Aristotle: A Treatise on Government


What education is, and how children ought to be instructed, is what should be well known; for there are doubts concerning the business of it, as all people do not agree in those things they would have a child taught, both with respect to their improvement in virtue and a happy life: nor is it clear whether the object of it should be to improve the reason or rectify the morals. From the present mode of education we cannot determine with certainty to which men incline, whether to instruct a child in what will be useful to him in life; or what tends to virtue, and what is excellent: for all these things have their separate defenders. As to virtue, there is no particular [1337b] in which they all agree: for as all do not equally esteem all virtues, it reasonably follows that they will not cultivate the same. It is evident that what is necessary ought to be taught to all: but that which is necessary for one is not necessary for all; for there ought to be a distinction between the employment of a freeman and a slave.
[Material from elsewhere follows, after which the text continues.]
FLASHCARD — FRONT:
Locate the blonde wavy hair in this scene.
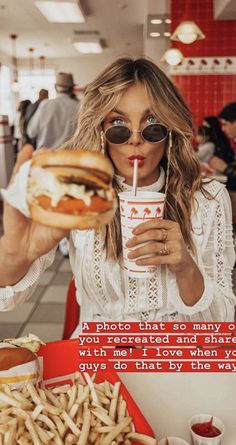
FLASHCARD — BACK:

The first of these should be taught everything useful which will not make those who know it mean. Every work is to be esteemed mean, and every art and every discipline which renders the body, the mind, or the understanding of freemen unfit for the habit and practice of virtue: for which reason all those arts which tend to deform the body are called mean, and all those employments which are exercised for gain; for they take off from the freedom of the mind and render it sordid. There are also some liberal arts which are not improper for freemen to apply to in a certain degree; but to endeavour to acquire a perfect skill in them is exposed to the faults I have just mentioned; for there is a great deal of difference in the reason for which any one does or learns anything: for it is not illiberal to engage in it for one's self, one's friend, or in the cause of virtue; while, at the same time, to do it for the sake of another may seem to be acting the part of a servant and a slave. The mode of instruction which now prevails seems to partake of both parts.